Work to establish the Hub will start this Autumn and take two forms. One, led by the Combined Authority, will include action to increase participation in existing programmes where people from Black, Asian and ethnic minority backgrounds are underrepresented and to raise awareness of race equality issues across the city region.
That will include rolling out a programme of race equality training to the 22,000 people employed by the Combined Authority and the six Local Authorities.
It will also include the City Region’s involvement in The World Reimagined, a national art education programme that aims to help reframe cultural narrative on what it means to ‘be British’.
At the same time, a full business case will be created for the Hub.
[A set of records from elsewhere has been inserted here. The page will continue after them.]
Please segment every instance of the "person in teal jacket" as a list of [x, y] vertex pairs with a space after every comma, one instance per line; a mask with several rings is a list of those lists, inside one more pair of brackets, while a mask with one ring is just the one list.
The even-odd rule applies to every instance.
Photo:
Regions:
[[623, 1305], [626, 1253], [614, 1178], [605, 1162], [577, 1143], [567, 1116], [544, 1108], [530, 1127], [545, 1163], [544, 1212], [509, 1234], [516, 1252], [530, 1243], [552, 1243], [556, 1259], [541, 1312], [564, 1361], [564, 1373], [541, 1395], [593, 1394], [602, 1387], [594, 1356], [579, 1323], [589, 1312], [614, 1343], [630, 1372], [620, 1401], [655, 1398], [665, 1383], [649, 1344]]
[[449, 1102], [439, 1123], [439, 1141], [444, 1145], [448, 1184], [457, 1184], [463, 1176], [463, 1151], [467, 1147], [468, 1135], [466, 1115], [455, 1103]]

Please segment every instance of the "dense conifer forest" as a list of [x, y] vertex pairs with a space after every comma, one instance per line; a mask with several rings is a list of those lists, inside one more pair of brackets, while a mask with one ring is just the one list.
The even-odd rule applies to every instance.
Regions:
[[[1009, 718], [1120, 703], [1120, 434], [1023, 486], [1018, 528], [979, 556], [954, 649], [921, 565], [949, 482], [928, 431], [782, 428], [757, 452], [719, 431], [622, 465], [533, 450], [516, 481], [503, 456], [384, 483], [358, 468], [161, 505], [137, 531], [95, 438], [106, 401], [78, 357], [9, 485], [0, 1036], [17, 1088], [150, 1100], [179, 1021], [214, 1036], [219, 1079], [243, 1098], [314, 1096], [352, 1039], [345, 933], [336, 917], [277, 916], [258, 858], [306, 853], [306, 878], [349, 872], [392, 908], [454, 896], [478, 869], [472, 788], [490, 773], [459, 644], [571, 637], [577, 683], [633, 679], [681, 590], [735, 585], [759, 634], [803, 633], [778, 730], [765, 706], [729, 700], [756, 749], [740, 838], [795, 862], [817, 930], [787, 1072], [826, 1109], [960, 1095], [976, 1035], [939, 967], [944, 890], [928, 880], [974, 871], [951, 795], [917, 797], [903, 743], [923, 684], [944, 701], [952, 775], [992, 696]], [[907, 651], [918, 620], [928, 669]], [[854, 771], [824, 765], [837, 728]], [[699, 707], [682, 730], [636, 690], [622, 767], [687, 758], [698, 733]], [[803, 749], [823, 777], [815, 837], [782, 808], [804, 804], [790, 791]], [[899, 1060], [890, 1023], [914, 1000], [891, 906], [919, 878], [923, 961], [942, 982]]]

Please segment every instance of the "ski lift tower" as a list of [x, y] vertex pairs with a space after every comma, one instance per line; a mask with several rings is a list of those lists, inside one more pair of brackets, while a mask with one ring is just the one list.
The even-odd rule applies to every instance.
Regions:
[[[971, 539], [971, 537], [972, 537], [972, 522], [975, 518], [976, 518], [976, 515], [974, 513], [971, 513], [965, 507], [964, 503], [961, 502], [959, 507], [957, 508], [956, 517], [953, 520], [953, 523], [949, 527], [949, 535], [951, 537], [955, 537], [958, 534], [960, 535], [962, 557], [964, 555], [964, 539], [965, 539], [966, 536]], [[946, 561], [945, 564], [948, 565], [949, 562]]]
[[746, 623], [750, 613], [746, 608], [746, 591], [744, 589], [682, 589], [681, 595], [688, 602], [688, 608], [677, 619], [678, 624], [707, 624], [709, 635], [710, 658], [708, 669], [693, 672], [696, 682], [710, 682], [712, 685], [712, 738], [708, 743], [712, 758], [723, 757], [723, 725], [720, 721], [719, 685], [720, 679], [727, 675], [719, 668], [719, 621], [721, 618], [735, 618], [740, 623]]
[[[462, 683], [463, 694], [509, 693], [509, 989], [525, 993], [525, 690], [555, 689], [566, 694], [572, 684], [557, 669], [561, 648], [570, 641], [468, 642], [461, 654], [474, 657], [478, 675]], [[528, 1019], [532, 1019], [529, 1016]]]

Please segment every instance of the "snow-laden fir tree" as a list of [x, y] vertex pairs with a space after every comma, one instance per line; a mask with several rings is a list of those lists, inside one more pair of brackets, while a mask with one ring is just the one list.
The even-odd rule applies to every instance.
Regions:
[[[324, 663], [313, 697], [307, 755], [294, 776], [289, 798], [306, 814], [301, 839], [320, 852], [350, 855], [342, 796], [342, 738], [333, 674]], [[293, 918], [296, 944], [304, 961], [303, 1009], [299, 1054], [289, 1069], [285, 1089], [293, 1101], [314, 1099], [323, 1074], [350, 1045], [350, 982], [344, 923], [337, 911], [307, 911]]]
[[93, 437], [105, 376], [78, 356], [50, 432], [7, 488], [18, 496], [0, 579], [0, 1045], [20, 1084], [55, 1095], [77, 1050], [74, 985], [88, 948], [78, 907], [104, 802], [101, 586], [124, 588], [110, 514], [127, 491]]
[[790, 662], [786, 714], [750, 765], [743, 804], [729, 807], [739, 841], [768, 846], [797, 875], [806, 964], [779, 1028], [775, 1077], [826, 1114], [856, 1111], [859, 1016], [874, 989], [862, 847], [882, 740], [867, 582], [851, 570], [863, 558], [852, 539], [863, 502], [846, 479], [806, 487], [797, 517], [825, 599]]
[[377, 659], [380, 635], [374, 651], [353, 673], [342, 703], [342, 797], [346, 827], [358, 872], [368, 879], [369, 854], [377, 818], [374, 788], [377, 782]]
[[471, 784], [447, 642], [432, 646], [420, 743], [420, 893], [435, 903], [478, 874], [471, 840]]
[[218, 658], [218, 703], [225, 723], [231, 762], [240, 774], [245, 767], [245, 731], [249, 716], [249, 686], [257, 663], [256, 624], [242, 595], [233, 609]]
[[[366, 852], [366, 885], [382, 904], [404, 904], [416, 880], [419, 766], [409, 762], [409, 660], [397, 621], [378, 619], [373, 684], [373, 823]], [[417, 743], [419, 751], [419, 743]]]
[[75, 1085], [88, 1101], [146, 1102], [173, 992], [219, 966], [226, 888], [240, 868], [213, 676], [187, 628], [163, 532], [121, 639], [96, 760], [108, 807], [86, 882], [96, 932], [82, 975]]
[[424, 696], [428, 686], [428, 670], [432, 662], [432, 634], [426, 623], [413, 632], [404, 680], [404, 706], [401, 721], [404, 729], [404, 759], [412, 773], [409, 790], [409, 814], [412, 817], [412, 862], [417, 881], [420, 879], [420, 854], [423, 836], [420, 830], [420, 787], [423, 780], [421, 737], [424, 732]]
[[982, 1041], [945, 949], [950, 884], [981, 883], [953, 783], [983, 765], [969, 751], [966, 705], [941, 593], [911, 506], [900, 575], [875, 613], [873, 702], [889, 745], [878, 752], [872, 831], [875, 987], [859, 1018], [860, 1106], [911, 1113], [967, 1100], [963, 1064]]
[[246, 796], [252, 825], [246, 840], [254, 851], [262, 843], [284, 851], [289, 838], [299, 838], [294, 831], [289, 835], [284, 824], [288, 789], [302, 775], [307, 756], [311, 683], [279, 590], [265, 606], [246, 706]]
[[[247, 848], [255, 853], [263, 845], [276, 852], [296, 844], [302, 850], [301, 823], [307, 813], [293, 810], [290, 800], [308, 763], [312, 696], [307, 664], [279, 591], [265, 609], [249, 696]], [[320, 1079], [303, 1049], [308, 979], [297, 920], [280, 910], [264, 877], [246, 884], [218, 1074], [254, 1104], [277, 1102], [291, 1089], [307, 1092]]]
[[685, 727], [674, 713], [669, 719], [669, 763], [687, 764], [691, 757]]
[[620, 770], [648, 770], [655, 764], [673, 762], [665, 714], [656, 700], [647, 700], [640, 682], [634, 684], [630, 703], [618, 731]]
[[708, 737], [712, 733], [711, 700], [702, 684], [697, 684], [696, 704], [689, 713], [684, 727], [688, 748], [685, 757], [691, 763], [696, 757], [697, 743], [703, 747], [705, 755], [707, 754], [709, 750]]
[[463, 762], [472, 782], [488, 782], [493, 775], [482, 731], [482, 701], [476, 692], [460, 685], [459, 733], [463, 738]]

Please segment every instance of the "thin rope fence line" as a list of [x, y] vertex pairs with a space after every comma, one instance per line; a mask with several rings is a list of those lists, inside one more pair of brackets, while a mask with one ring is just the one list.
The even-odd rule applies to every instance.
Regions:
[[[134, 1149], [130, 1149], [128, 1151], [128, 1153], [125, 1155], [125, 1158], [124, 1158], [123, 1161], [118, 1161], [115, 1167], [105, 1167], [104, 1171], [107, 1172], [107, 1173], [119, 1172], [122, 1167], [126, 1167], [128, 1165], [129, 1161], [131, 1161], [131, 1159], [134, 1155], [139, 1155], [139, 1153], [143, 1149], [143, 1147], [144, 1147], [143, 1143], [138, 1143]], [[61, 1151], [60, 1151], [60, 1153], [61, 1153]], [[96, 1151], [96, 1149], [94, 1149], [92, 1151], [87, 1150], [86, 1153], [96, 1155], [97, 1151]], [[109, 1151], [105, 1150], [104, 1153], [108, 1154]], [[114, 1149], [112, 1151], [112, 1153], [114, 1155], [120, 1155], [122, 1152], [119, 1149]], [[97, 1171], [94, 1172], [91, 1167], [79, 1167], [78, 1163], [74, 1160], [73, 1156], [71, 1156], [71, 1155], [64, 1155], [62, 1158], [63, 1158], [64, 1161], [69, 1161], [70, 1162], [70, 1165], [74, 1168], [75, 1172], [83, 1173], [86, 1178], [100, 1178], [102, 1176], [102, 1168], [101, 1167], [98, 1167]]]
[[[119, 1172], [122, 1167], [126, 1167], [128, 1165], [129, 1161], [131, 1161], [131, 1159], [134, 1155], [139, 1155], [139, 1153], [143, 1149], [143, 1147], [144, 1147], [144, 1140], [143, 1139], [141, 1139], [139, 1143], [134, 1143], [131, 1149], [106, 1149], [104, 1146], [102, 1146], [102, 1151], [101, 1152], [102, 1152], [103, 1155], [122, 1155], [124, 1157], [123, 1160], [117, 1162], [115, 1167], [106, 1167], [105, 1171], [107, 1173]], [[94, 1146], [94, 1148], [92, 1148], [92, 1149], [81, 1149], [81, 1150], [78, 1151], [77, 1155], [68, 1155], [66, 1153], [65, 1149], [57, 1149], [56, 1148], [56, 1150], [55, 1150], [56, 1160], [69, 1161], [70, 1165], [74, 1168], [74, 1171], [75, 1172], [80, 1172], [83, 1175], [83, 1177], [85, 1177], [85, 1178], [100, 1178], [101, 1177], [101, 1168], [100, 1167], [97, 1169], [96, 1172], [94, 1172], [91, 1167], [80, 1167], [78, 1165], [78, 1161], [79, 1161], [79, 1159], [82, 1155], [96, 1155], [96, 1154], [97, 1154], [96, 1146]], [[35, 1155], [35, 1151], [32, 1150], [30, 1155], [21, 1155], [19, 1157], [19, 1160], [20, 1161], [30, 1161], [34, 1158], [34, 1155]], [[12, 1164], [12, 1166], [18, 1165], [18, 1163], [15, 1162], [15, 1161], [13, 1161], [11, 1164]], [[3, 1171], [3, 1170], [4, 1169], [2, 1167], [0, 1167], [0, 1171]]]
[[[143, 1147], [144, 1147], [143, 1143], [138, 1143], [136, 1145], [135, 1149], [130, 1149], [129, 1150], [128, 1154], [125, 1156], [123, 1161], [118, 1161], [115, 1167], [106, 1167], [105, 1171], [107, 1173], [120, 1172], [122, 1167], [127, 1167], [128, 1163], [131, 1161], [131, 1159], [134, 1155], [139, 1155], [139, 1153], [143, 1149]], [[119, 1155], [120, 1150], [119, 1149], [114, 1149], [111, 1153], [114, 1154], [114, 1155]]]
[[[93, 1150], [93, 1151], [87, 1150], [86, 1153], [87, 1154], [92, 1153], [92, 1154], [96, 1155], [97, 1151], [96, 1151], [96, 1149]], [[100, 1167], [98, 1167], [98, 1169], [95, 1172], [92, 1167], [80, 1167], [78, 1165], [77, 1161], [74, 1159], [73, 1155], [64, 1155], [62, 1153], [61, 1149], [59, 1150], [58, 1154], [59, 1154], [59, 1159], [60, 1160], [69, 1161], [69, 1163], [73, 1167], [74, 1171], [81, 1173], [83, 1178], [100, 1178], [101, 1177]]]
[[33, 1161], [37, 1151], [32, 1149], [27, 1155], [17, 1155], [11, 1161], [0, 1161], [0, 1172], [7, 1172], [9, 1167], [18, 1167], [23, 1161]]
The Combined Authority will set up an external development board as it looks for partners to co-develop and co-design the initiative.
It is anticipated the Race Equality Hub will deliver business support, job readiness schemes, leadership development and mentoring programmes, as well as race equality training for businesses and organisations.
Extensive stakeholder engagement has already taken place to understand the specific issues in the Liverpool City Region, including speaking with nearly 350 people, including Black, Asian and Minority Ethnic-led organisations and citizens across all ages.